Needing to pickup a 2 channels off of G17-C6 Vertical (digital station with Povervu receivers) and was wondering if a 180cm or 6' antenna would be sufficient. Will not be moving from that orbital slot, North Carolina area.

Any recommendations on good place to buy new dish and anyone selling NPRM mounts for them?


----------



## Davenlr (Sep 16, 2006)

All depends on the FEC. If they use 3/4 FEC or less, probably will be ok.
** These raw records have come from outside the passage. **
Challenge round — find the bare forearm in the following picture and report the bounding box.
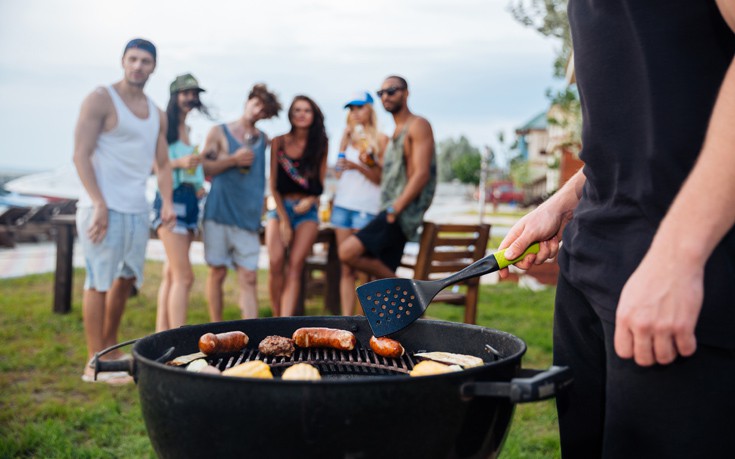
[203,156,235,176]
[653,58,735,265]
[74,152,107,207]
[393,170,429,213]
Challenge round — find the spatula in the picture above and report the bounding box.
[357,242,539,338]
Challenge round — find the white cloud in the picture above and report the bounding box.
[0,0,555,172]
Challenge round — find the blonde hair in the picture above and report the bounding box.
[347,104,380,153]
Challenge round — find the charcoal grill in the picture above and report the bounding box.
[96,317,570,458]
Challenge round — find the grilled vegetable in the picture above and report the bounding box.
[186,359,209,373]
[166,352,207,367]
[222,360,273,379]
[409,360,462,376]
[281,363,322,381]
[416,352,485,368]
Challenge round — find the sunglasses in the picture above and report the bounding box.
[375,86,406,97]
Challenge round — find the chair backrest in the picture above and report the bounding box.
[402,222,490,323]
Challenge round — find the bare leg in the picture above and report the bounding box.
[158,228,194,331]
[207,266,227,322]
[102,277,135,352]
[237,266,258,319]
[334,228,356,316]
[281,221,319,316]
[265,219,286,317]
[156,261,171,332]
[339,236,396,279]
[82,290,107,360]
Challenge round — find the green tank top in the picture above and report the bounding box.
[380,118,436,241]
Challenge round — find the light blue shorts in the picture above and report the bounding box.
[77,207,150,292]
[202,220,260,271]
[331,206,375,230]
[268,199,319,230]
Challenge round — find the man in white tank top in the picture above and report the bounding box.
[74,39,176,384]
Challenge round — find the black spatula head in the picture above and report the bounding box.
[357,278,436,338]
[357,243,539,338]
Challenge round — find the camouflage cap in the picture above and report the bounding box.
[171,73,205,94]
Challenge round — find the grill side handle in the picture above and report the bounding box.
[460,366,574,403]
[92,339,138,378]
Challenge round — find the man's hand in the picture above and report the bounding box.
[232,147,255,167]
[87,204,108,244]
[615,247,704,366]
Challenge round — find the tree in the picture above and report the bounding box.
[452,151,482,185]
[437,136,481,184]
[508,0,572,78]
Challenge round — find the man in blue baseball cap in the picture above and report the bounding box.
[345,91,373,108]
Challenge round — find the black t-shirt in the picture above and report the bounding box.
[559,0,735,348]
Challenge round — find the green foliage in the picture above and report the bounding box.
[510,157,531,186]
[452,152,482,185]
[508,0,572,77]
[437,136,482,183]
[0,262,560,458]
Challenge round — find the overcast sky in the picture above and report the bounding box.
[0,0,561,170]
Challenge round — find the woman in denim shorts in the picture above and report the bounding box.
[153,74,208,331]
[265,96,327,317]
[331,91,388,316]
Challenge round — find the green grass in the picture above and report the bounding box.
[0,262,560,458]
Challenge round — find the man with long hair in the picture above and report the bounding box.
[203,84,281,322]
[339,75,436,278]
[74,38,176,383]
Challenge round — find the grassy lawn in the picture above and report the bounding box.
[0,262,560,458]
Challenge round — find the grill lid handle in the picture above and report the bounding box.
[460,366,574,403]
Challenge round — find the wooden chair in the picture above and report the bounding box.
[401,222,490,324]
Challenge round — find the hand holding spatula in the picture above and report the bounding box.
[357,242,539,337]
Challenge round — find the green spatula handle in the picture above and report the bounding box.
[493,242,540,269]
[436,242,540,290]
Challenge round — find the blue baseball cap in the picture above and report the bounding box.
[345,91,373,108]
[123,38,156,61]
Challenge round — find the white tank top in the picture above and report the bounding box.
[334,145,380,214]
[78,86,161,213]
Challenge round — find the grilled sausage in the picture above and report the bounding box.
[370,336,406,359]
[292,327,357,351]
[199,331,250,355]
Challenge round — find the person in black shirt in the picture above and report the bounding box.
[500,0,735,458]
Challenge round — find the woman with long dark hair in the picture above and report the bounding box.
[265,96,328,316]
[153,74,208,331]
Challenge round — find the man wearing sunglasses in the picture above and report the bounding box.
[339,76,436,278]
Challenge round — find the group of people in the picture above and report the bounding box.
[74,0,735,458]
[74,39,436,384]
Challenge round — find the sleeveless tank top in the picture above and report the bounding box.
[204,124,266,231]
[275,138,324,196]
[168,140,204,190]
[78,86,161,213]
[380,119,436,241]
[334,145,380,215]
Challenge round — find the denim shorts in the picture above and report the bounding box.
[331,206,375,229]
[202,220,260,271]
[151,183,199,234]
[268,199,319,230]
[77,207,150,292]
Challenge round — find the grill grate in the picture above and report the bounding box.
[208,347,421,378]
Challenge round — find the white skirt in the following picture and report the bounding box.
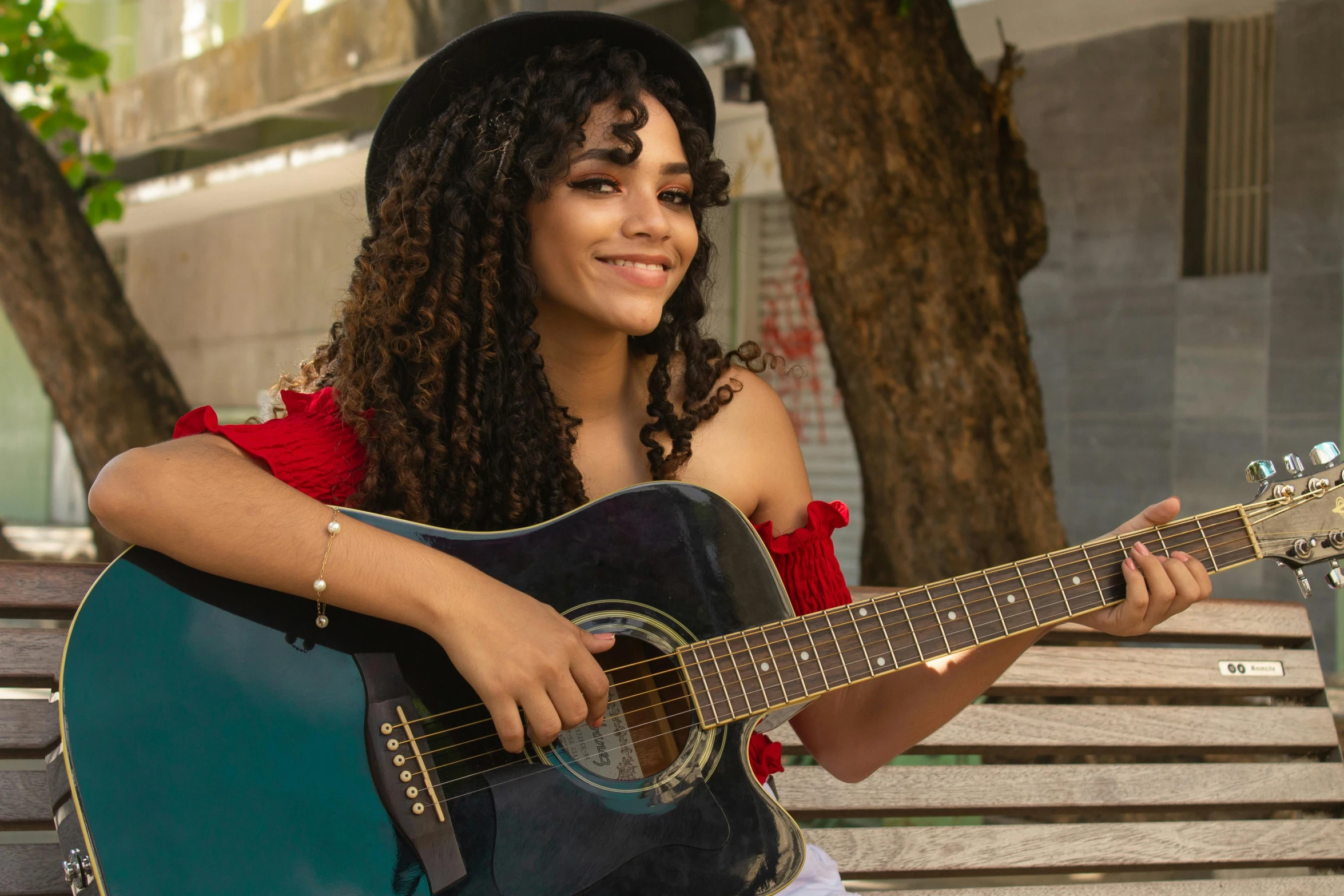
[777,843,845,896]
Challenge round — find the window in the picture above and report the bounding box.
[1183,16,1274,277]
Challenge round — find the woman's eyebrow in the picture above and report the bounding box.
[570,146,691,174]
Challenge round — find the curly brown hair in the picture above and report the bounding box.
[287,40,753,531]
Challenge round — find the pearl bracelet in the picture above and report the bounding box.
[313,508,340,628]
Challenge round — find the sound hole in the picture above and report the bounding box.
[559,635,696,780]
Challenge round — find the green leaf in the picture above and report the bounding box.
[85,180,122,226]
[62,158,89,189]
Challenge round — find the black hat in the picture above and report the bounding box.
[364,11,714,215]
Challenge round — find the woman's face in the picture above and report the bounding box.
[527,94,699,336]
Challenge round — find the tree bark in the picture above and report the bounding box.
[729,0,1064,586]
[0,99,187,559]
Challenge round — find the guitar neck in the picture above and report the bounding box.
[679,505,1261,728]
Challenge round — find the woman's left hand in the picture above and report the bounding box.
[1075,497,1214,637]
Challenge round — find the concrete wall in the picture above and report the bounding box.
[1016,0,1344,668]
[110,188,365,407]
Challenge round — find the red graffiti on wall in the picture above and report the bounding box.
[761,251,838,442]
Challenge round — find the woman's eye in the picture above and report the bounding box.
[570,177,617,193]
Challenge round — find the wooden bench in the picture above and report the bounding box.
[0,563,1344,896]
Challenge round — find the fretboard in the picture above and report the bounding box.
[679,507,1258,727]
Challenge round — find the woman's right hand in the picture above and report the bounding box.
[429,574,615,752]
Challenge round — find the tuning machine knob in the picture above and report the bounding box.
[1246,461,1277,482]
[1308,442,1340,466]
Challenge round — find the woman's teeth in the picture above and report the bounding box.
[602,258,667,270]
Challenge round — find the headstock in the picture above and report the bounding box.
[1244,442,1344,598]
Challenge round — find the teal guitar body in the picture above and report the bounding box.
[61,484,804,896]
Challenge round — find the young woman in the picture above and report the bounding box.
[89,13,1210,893]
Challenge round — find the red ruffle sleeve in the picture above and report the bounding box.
[172,385,365,505]
[747,501,853,783]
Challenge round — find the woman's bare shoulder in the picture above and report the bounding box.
[680,365,812,528]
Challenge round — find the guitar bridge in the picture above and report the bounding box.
[355,653,466,893]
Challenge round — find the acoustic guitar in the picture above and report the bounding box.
[59,443,1344,896]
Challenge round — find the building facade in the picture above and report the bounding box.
[0,0,1344,664]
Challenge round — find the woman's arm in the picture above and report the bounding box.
[683,369,1211,782]
[89,435,613,752]
[793,499,1212,783]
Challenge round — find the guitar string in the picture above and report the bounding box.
[392,533,1250,754]
[400,529,1258,799]
[392,519,1251,739]
[395,494,1290,724]
[397,486,1311,738]
[389,520,1250,743]
[400,529,1311,779]
[379,497,1333,803]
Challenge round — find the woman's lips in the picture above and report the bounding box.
[597,258,668,288]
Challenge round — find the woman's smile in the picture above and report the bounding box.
[597,255,672,289]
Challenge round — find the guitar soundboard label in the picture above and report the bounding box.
[1218,660,1283,677]
[558,693,645,780]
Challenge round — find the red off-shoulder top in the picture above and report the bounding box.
[173,387,851,782]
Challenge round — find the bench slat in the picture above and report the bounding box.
[0,771,53,830]
[774,762,1344,818]
[770,704,1339,755]
[0,628,69,688]
[806,818,1344,877]
[987,647,1325,696]
[0,700,61,759]
[849,596,1312,646]
[0,843,70,896]
[0,560,104,619]
[865,874,1341,896]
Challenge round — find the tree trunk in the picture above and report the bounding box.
[729,0,1064,586]
[0,99,187,559]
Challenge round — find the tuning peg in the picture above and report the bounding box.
[1246,461,1275,482]
[1309,442,1340,466]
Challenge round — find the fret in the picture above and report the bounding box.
[1195,516,1218,572]
[874,595,923,666]
[706,638,751,718]
[923,586,955,653]
[845,603,878,678]
[782,618,826,696]
[952,579,980,643]
[761,624,790,703]
[980,572,1008,637]
[1153,525,1172,556]
[742,626,789,707]
[1080,544,1106,607]
[812,612,853,684]
[741,631,774,712]
[1083,545,1125,606]
[802,616,830,691]
[695,646,731,723]
[851,600,901,669]
[1045,553,1074,615]
[1012,563,1040,628]
[895,594,925,662]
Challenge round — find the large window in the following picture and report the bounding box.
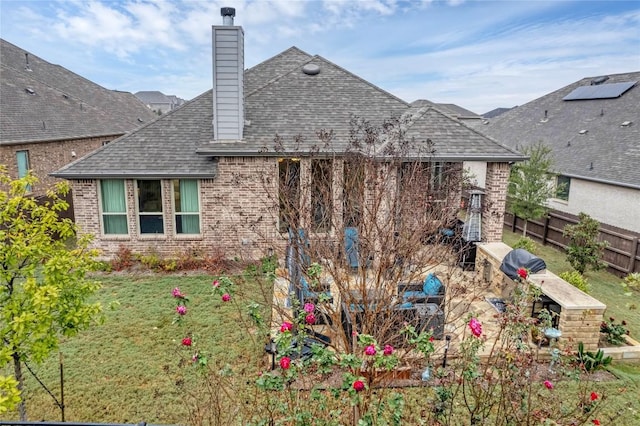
[100,179,129,235]
[138,180,164,234]
[311,160,333,231]
[278,158,300,232]
[556,175,571,201]
[173,179,200,234]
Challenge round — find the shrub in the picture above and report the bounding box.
[513,237,536,254]
[600,317,629,346]
[563,213,609,274]
[622,272,640,295]
[560,271,590,293]
[111,245,134,271]
[578,342,612,373]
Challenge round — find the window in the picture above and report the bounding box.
[556,175,571,201]
[138,180,164,234]
[342,159,364,227]
[16,151,31,192]
[311,160,333,231]
[173,179,200,234]
[100,179,129,235]
[278,158,300,232]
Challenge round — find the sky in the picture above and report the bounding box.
[0,0,640,114]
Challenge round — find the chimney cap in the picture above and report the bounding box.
[220,7,236,18]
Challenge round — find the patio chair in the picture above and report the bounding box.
[398,273,445,311]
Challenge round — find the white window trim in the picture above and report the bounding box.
[96,179,131,240]
[170,178,202,240]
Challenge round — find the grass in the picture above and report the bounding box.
[5,240,640,425]
[0,275,264,424]
[503,231,640,340]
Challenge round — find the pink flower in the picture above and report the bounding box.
[469,318,482,337]
[280,321,293,333]
[382,345,393,356]
[280,356,291,370]
[364,345,376,356]
[518,268,529,280]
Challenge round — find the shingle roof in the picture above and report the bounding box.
[0,39,157,145]
[54,47,523,178]
[479,72,640,188]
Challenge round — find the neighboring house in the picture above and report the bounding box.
[134,90,185,114]
[55,8,523,256]
[479,72,640,232]
[0,39,157,195]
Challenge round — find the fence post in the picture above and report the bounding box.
[542,215,549,246]
[627,237,638,274]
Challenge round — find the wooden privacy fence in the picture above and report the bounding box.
[504,210,640,276]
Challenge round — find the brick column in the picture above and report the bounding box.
[482,163,511,243]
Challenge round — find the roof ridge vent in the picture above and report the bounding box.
[302,64,320,75]
[591,75,609,86]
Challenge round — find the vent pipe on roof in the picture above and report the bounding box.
[24,52,33,71]
[220,7,236,27]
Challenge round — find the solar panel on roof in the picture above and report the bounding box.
[562,81,637,101]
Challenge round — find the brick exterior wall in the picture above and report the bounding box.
[482,163,511,243]
[0,135,120,195]
[71,157,504,259]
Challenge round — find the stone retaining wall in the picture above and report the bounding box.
[476,243,607,351]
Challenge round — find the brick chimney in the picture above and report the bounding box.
[212,7,244,141]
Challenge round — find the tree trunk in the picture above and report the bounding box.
[13,352,27,422]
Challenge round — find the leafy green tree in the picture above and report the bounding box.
[0,168,101,420]
[562,213,609,274]
[507,142,554,236]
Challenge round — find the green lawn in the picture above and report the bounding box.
[5,243,640,425]
[503,231,640,340]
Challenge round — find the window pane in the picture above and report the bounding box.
[173,179,200,234]
[100,179,127,213]
[311,160,333,231]
[138,180,162,213]
[138,180,164,234]
[100,179,129,235]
More FEC, or a DVB-S2 signal, its going to be marginal at best.

check http://www.sadoun.com/ for dishes, etc.


----------



## bigglebowski (Jul 27, 2010)

I know one is Fox Business and it shows fec=5/6

Sadoun is where I was looking and noticed their 8' dish was out of stock.


----------



## Davenlr (Sep 16, 2006)

Think you may have problems with 5/6 on a 6', but then again, it is a strong satellite, and a groundstation uplink, so its possible it will work.

I have bought from these people before, and they had good service:
http://www.****************.com/ws24095-240cm-8-foot-c-band-satellite-dish-bud.htm
replace *'s with galaxy - marketing


----------



## bigglebowski (Jul 27, 2010)

"Davenlr" said:


> Think you may have problems with 5/6 on a 6', but then again, it is a strong satellite, and a groundstation uplink, so its possible it will work.
> 
> I have bought from these people before, and they had good service:
> http://www.****************.com/ws24095-240cm-8-foot-c-band-satellite-dish-bud.htm
> replace *'s with galaxy - marketing


That looks like the ticket thanks and the mount should be easy to mod it for nprm.

I think its been +12 years since since I last worked with cband. The last dishes we used to do were made by Patriot that had a kit for making it a dual lnb setup for g5/c3. I despised those dishes and the hundreds of fasteners it took to assemble the petals.


----------



## PrinceLH (Feb 18, 2003)

I have a 6' foot dish and have no problem with G17. It may be the strongest sat out there.


----------